Snyder should have done this years ago, and not just because it was the right thing to do. Once the fight over the name started tarnishing the rich legacy of Washington football and alienating one of the best fan bases in the league, he should have turned the page on the name.

Instead, he has dug his heels in and what has followed has been one long series of public relations disasters. From his pronouncement that he will "NEVER" change the name, to his #RedskinsPride campaign that went horribly awry, to his decision to hire lobbyists to defend the name in Congress, Snyder comes across as both arrogant and out-of-touch.

Perhaps Snyder's biggest PR flub was the creation of the "Washington Redskins Original Americans Foundation," which had the laudable goal of ending Native American poverty but reeked of corporate whitewashing, for lack of a better phrase. It seemed as though Snyder's consultants were relying on a public relations textbook from the 1950s. Worse, the man Snyder hired as CEO of the foundation is accused of bilking Native Americans out of $1 million in federal funds. As Deadspin put it: "When starting a foundation to help Natives, step No. 1 should probably be 'Don't have it run by a guy whose last foundation to help Natives just took their money.' "

Many fans defended Snyder's decision to start the foundation, arguing that, hey, at least he is doing something to fight poverty among Native Americans and that's better than doing nothing. This is true, of course, but why couldn't Snyder do that, as well as change the name that so many Native Americans find offensive? Such a move would completely change the narrative.

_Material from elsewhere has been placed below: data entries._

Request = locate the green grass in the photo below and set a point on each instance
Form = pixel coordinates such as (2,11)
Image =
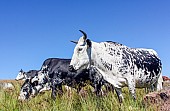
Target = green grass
(72,102)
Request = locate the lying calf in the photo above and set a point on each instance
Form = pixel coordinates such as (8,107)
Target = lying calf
(55,71)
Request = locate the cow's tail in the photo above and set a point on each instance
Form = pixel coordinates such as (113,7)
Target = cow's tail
(159,85)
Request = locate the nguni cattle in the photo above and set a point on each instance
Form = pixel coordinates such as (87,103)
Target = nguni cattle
(119,65)
(55,72)
(27,90)
(22,75)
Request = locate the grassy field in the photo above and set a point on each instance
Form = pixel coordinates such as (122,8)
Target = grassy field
(72,102)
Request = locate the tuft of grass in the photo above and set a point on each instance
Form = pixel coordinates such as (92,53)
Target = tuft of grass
(71,101)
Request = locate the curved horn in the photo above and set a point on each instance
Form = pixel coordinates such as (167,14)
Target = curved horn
(85,35)
(74,41)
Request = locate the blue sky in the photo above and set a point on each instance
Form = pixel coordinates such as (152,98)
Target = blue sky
(34,30)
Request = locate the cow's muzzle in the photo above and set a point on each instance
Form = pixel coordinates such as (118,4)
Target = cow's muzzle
(71,68)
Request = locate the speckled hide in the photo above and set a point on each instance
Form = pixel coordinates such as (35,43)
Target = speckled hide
(119,65)
(127,65)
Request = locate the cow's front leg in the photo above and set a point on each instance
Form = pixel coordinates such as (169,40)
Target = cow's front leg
(119,94)
(53,93)
(131,86)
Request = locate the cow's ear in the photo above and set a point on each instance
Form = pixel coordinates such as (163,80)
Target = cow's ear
(88,42)
(84,34)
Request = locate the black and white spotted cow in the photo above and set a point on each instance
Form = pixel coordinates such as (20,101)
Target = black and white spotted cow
(22,75)
(119,65)
(55,71)
(27,89)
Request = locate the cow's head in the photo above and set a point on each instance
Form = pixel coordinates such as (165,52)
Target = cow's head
(82,54)
(21,75)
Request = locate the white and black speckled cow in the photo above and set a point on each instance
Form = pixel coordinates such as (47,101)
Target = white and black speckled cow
(119,64)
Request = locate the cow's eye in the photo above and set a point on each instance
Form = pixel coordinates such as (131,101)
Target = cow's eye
(80,49)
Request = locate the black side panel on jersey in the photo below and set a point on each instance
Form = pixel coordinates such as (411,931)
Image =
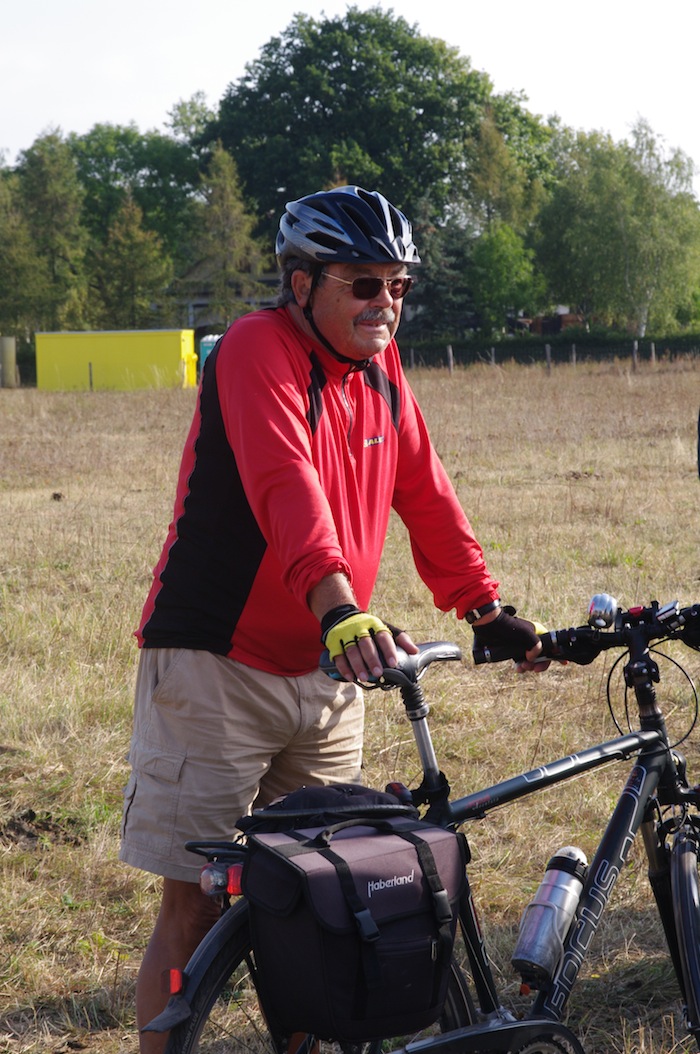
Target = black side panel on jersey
(212,565)
(376,378)
(314,392)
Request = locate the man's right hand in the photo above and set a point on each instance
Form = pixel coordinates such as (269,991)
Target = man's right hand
(360,644)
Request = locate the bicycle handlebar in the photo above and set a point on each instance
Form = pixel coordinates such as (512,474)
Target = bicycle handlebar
(583,644)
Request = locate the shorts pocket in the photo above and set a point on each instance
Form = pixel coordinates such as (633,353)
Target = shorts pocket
(151,799)
(152,760)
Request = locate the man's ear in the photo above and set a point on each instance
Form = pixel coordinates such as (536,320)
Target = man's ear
(302,286)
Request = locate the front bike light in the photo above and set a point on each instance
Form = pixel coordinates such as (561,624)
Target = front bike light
(602,610)
(217,877)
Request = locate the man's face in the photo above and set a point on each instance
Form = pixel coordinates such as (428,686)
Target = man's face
(357,328)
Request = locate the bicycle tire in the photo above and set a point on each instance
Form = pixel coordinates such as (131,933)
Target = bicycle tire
(225,1013)
(685,891)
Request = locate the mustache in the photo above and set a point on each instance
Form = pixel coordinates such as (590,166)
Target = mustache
(386,315)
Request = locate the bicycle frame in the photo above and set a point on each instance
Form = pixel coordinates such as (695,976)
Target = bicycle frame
(657,773)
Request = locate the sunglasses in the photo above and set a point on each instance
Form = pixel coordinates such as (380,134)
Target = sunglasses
(368,287)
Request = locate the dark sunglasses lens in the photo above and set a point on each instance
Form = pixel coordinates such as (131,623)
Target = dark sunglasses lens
(368,288)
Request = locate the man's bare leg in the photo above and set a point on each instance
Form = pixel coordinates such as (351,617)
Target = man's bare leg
(185,918)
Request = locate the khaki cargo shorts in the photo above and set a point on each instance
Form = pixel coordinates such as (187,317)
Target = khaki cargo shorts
(211,737)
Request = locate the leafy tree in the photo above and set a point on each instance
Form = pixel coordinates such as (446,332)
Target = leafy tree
(158,172)
(361,98)
(131,273)
(441,305)
(502,184)
(229,257)
(620,236)
(503,277)
(52,198)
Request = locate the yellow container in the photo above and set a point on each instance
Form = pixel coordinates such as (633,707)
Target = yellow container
(116,359)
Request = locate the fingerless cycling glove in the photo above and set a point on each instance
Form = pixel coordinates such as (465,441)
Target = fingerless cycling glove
(345,625)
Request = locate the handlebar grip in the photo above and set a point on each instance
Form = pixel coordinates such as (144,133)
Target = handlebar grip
(501,652)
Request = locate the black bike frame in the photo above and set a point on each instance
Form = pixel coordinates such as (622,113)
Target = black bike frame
(629,814)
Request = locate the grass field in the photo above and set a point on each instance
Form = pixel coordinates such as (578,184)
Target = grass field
(577,481)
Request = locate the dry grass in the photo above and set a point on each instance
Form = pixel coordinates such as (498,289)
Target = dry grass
(577,482)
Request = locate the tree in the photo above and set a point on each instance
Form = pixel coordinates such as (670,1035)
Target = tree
(131,273)
(619,238)
(24,278)
(501,187)
(229,257)
(51,199)
(441,305)
(159,173)
(503,277)
(364,98)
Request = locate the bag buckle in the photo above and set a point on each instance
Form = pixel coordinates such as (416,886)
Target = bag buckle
(367,925)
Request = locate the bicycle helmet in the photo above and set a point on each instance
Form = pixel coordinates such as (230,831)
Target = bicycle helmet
(346,226)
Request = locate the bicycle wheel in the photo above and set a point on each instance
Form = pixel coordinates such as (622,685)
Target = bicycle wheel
(685,890)
(226,1017)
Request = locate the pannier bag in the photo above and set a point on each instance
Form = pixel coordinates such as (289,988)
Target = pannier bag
(352,924)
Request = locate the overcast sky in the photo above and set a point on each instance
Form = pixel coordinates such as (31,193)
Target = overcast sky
(74,63)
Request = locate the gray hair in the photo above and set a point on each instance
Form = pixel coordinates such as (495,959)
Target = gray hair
(288,266)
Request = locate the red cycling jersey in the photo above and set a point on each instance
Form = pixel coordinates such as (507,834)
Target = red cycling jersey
(289,473)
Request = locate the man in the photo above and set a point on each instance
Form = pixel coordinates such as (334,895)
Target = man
(305,435)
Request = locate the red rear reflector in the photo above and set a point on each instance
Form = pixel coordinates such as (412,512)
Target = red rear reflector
(233,886)
(172,981)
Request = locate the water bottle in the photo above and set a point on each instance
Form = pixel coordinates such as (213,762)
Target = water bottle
(547,918)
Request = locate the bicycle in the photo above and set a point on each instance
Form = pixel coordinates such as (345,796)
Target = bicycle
(216,992)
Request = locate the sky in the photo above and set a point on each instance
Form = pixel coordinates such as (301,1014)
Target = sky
(70,64)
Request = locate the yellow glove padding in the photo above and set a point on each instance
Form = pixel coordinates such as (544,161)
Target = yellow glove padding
(350,630)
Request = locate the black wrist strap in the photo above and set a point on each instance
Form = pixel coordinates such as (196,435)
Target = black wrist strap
(478,612)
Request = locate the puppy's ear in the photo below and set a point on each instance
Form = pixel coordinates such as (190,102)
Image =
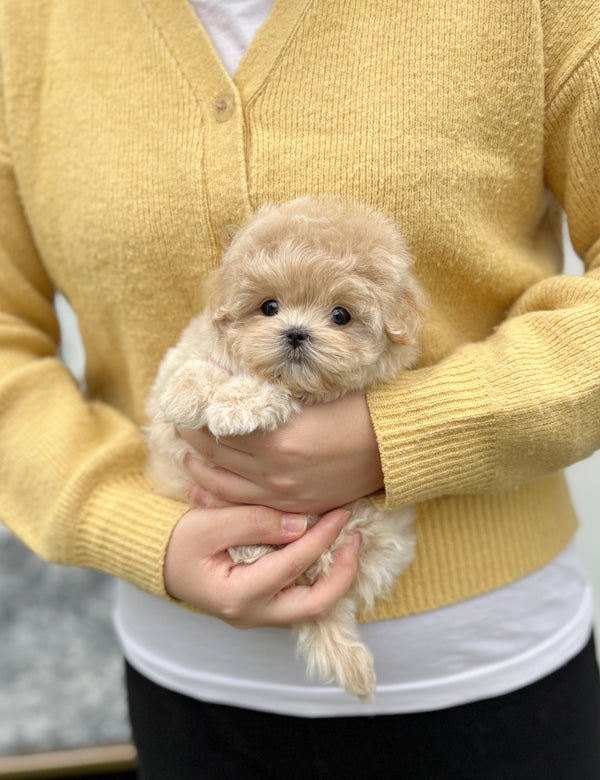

If Dan Snyder were to admit that he was wrong about changing the name but that he's still deeply committed to helping Native Americans, much would be forgiven. A new name would allow Snyder to begin to tell a new story. He can even keep the same colors since so many fans "bleed burgundy and gold." Further, a study of the economics of college teams who dropped their Native American mascots found that it is likely that "in the long-term the shift away from a Native American mascot yields positive financial returns."

Snyder needs to be pro-active and admit he's been wrong on his own terms rather than being forced to by his fellow NFL owners who finally say enough is enough. (Today's trademark ruling may wind up being the factor that ultimately compels them to pressure Snyder to create a new name. They won't want to risk millions in lost merchandising revenues.) If he does not, the PR disasters will continue to mount, and the steady drumbeat of comments that the name is offensive will only grow louder.

Good public relations starts with honesty, accountability and fairness. These are also the qualities that make up a good leader. Since Dan Snyder is the face of the Redskins, there is no one else who can lead the team out of this mess -- no PR consultants, no army of lobbyists, no one within the Redskins organization.

It's time for Dan Synder -- and the name -- to change.